Babam sanıyorum mesleki defermasyon sorunu var.Sanki evde değilde karakolda yaşıyor gibi.Herşey düzenli olacak,heryer sürekli düzenli ve toplu olacak.Birçok insanın rahatsız olmayacağı şeyleri mesele haline getiriyor ve sürekli aynı şeyi tekrarlayarak yüksek ve sinirli ses tonuyla söylüyor.Hangi konu olursa olsun böyle bir duruma düştüğümde iletişimimi kesiyorum ve söyledikleri bir kulağımdan giriyor bir kulağımdan çıkıyor.Belki de bilinçaltım böyle bir emir cümlesi geldiği için faydalı bir şey bile olsa yapmıyorum.Konuşmalarında bir şefkat sevgi hissetmiyorum sanki acemi asker gibi yada sanayideki çırak gibi hissediyorum kendimi.
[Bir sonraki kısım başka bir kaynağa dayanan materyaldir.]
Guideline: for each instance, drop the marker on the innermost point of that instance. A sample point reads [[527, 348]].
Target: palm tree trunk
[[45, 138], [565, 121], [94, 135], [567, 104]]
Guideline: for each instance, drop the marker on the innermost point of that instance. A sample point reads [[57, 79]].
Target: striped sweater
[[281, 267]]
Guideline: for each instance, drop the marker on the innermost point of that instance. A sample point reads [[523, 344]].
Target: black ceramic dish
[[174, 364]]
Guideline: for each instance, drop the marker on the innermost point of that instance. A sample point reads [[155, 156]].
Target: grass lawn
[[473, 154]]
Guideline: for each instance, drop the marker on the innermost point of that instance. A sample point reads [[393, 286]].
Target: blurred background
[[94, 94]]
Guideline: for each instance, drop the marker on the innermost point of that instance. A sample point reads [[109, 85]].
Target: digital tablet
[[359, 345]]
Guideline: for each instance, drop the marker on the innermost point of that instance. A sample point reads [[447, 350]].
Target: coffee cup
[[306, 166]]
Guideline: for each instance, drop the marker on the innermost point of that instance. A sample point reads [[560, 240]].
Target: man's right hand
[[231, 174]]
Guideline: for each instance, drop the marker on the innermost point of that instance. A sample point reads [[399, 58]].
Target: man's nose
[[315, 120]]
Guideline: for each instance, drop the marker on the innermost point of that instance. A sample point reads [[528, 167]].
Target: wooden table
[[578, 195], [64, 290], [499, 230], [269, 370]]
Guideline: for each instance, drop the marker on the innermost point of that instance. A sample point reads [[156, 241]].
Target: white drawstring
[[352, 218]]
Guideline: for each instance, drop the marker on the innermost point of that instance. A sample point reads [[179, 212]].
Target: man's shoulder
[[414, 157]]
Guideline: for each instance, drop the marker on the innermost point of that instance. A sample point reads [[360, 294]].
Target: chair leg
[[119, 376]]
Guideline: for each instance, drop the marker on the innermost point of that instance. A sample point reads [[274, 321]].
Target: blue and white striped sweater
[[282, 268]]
İşte sen askerliği bitirseydin dayak yiye yiye adam olacaktın sağlam olacaktın diyor.Empati duygusu yok denecek kadar az.Belli doğruları ve hayatla ilgili görüşleri var kesinlikle onlar doğru biz hiçbirşey bilmiyoruz ve aklımızı kullanmıyoruz biz.Büyük halama karşı da böyle bana ve anneme karşı da aynı şekilde.Resmen evde bir diktatör var.Hayatı çay,sigara ve televizyon izlemek üzerine kurulu bir karakter.Hayatı satranç oynamak gibi görüyor sanıyorum hayatının her anında doğru hareket edip ileri ki zamanda pişman olmamak için yaşıyor.Ya geçmişte yaşanan şeyleri kafasında kuruyor ya da çok ötesini düşünüyor.Herşeye rağmen çok zeki olduğunu söyleyebilirim.Konuşurken çoğu zaman insanın düşünmediği farklı bir açıdan olaylara yaklaşıyor.Ama genel itibariyle hayata karşı karamsar ve çoğu yaşananların kötü olarak sonuçlanacağını düşünüyor.Sevgisini ne konuşmayla yada bakışla göstermiyor.Aslında çelişkili olacak ama babamın benim tabi ki mutlu ve iyi bir hayat yaşamamı gönülden istediğini tahmin ediyorum.Ama konuşmasıyla ve bana karşı birey olarak yaklaşımıyla çok acımasız ve eleştirel oluyor.Ve ben bu durumdan gerçekten çok sıkıldım ve senelerdir böyle o yüzden babama karşı duygularım çok karmaşık.Yüzünün güldüğü ve neşeli olduğu zamanlar çok mutlu oluyorum ve gerçekten huzurlu hissediyorum.Ama genel itibariyle artık babama karşı çok fazla bir şey hissetmiyorum sevgi yada öfke gibi.Bazen yazlığa gidiyorlar hiç özlemiyorum babamı ve senelerce görmesem özlemem gibi geliyor.Babamla ortaokul,lise zamanlarındaki gibi sohbet etmek istiyorum birlikte birşeyler yapmak istiyorum.Ama yan yana gelince 15-20 dk sonra iğneleyici,hakarete varan kelimeler duyuyorum.Ve benim özgüvenimi ve yaşama isteğimi sorgulatmaya başlıyor.Sanki aynı dili konuşmuyoruz gibi ben hayattan keyif alabilmek için farklı harcamalar yapıyorum örnek veriyorum spor salonuna gidiyorum,yada çok beğendiğim tişörte 60-70 lira veriyorum ama inanın gerçekten keyif alarak yapıyorum bunu buna savurganlık demenin doğru olmadığını düşünüyorum.Ama babamın hayat görüşü harcamalarını en asgariye indirip kenarda para bulundurmak.Bazen pintilik seviyesine varıyor bu durum.Onun da yaptıkları mantıklı geliyor.İşte babam gibi mi devam etmeliyim yoksa kendi bildiğim yoldan mı gideyim derken ne kendimi ne babamı tatmin edecek işlere girip çalışmadım.